114. Doch im Lauf des Jahres 1949 gab es Anzeichen, dass Pablo seine Haltung veränderte. Er fing an, über den Übergang vom Kapitalismus zum Sozialismus zu schreiben, der sich über "Jahrhunderte" hinweg in "deformierten Arbeiterstaaten" nach stalinistischem Vorbild vollziehen würde. Im Jahre 1951 verabschiedete das Internationale Exekutivkomitee der Vierten Internationale eine Resolution, die die Theorie der "Kriegsrevolution" unterstützte. Nach dieser Theorie sollte der Ausbruch eines Kriegs zwischen den Vereinigten Staaten und der Sowjetunion die Form eines weltweiten Bürgerkriegs annehmen, der wiederum die Sowjetbürokratie dazu zwingen werde, als Geburtshelferin für die soziale Revolution zu fungieren. Im selben Jahr veröffentlichte Pablo ein Dokument, in dem es heißt:"Die gesellschaftliche Wirklichkeit besteht für unsere Bewegung im Wesentlichen aus der kapitalistischen Herrschaft und der stalinistischen Welt."[72]
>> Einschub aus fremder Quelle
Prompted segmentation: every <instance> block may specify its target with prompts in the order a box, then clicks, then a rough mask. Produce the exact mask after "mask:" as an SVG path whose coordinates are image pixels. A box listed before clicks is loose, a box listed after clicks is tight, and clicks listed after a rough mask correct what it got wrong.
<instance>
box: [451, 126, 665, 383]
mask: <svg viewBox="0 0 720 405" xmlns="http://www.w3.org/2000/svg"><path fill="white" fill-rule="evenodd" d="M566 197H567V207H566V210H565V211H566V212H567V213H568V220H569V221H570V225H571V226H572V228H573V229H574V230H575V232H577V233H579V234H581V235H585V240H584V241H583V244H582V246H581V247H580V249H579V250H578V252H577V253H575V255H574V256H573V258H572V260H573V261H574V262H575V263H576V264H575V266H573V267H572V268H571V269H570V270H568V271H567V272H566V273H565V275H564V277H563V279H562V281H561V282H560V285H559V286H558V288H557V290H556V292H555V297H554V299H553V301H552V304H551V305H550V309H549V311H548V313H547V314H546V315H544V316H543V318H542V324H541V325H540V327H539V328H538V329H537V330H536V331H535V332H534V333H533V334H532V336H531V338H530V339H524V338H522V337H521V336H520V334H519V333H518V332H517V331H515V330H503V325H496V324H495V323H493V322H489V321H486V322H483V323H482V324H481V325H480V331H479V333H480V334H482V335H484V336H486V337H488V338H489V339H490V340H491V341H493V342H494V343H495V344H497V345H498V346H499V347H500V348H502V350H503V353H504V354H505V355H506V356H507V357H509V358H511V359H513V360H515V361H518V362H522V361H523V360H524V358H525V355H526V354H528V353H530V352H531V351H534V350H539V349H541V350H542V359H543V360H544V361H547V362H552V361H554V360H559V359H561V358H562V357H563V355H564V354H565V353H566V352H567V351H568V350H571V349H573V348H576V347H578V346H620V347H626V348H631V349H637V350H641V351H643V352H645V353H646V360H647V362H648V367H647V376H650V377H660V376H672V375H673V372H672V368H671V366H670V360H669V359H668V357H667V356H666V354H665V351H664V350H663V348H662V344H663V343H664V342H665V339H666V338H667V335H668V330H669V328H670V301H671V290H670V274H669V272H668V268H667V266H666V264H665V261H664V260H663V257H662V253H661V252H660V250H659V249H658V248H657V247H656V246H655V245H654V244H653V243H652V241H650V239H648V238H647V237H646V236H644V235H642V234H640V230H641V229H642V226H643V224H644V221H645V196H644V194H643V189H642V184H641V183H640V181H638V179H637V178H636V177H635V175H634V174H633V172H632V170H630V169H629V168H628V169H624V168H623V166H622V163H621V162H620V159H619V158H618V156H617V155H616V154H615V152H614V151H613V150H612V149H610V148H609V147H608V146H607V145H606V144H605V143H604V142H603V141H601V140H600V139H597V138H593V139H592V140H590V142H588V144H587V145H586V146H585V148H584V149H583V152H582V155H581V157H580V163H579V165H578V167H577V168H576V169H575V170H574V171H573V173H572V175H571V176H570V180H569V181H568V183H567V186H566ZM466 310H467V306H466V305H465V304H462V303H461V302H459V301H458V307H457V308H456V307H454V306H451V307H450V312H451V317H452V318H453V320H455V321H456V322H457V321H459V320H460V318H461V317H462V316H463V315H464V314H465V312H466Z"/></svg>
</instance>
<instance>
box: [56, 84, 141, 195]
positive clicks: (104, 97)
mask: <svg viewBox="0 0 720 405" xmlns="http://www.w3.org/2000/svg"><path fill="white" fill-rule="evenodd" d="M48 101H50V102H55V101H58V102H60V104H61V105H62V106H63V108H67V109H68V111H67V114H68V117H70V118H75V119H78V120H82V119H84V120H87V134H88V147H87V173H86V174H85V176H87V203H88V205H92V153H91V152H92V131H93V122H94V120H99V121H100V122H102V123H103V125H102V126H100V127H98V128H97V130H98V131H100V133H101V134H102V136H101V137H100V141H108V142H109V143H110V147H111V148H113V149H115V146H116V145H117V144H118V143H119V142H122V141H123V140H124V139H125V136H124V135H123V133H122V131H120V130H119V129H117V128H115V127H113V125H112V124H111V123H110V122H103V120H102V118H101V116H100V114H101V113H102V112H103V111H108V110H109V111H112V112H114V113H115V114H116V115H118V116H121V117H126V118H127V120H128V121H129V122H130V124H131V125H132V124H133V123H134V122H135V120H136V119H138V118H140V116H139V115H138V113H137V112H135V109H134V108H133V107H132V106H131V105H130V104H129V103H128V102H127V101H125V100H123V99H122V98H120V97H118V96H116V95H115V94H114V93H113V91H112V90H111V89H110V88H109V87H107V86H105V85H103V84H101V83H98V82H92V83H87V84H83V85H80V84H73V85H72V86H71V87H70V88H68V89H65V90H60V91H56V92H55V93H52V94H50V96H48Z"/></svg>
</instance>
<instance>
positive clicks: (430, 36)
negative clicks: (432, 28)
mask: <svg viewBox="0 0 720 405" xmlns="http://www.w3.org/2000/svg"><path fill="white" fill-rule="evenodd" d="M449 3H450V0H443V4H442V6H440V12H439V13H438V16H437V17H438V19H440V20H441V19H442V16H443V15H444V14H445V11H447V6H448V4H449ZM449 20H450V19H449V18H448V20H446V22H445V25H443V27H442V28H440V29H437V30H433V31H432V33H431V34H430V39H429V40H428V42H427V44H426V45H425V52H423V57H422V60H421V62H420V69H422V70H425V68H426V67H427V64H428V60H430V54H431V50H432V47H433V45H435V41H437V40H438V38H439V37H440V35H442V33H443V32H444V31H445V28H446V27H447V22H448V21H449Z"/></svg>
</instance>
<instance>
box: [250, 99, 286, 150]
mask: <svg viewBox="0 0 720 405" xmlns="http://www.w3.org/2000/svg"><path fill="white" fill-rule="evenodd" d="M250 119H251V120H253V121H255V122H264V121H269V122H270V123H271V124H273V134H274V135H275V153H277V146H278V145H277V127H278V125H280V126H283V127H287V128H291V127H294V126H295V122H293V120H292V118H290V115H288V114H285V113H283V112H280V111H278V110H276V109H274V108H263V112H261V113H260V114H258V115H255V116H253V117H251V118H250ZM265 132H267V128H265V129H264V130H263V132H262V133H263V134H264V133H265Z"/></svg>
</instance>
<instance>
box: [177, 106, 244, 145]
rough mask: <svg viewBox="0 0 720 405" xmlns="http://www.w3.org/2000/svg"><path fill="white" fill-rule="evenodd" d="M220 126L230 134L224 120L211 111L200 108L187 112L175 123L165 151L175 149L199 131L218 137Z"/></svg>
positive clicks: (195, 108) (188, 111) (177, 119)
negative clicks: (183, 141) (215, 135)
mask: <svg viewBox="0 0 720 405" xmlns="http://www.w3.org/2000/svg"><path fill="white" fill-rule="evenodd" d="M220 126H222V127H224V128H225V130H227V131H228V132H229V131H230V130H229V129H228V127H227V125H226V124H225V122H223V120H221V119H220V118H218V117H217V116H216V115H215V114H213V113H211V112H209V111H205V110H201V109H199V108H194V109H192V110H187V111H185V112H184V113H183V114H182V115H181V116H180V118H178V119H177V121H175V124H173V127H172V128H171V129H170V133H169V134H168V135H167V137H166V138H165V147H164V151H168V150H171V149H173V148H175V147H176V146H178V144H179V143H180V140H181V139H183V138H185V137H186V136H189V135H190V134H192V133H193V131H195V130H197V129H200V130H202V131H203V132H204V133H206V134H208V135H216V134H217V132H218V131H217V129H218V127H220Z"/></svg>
115. Pablos Analyse schrieb den Klassenkonflikt ebenso ab wie die unabhängigen Interessen der Arbeiterklasse und die historische Notwendigkeit der Vierten Internationale. Für ihn bestand die Aufgabe der Vierten Internationale darin, als Druckmittel innerhalb der existierenden stalinistischen Organisationen zu wirken. Der Pablismus erweiterte die falschen Behauptungen zugunsten der stalinistischen Bürokratie auf die bürgerlich-nationalen Bewegungen in den halbkolonialen und unterentwickelten Ländern. Anstelle einer Klassenanalyse sprach Pablo vom "Aufgehen in der echten Massenbewegung". In einem Bericht an den Dritten Weltkongress der Vierten Internationale im August/September 1951 zog Pablo folgende Schlüsse aus dieser Perspektive: "Es gibt heute keine einzige trotzkistische Organisation, in der nicht alle oder zumindest ein Teil ernsthaft, tiefgreifend und konkret verstehen, dass es notwendig ist, alle organisatorischen Erwägungen betreffs der formalen Eigenständigkeit der wirklichen Integration in die Massenbewegung, wie sie sich in jedem Land ausdrückt, unterzuordnen, beziehungsweise der Integration in eine wichtige Strömung in dieser Massenbewegung, die man beeinflussen kann."[73]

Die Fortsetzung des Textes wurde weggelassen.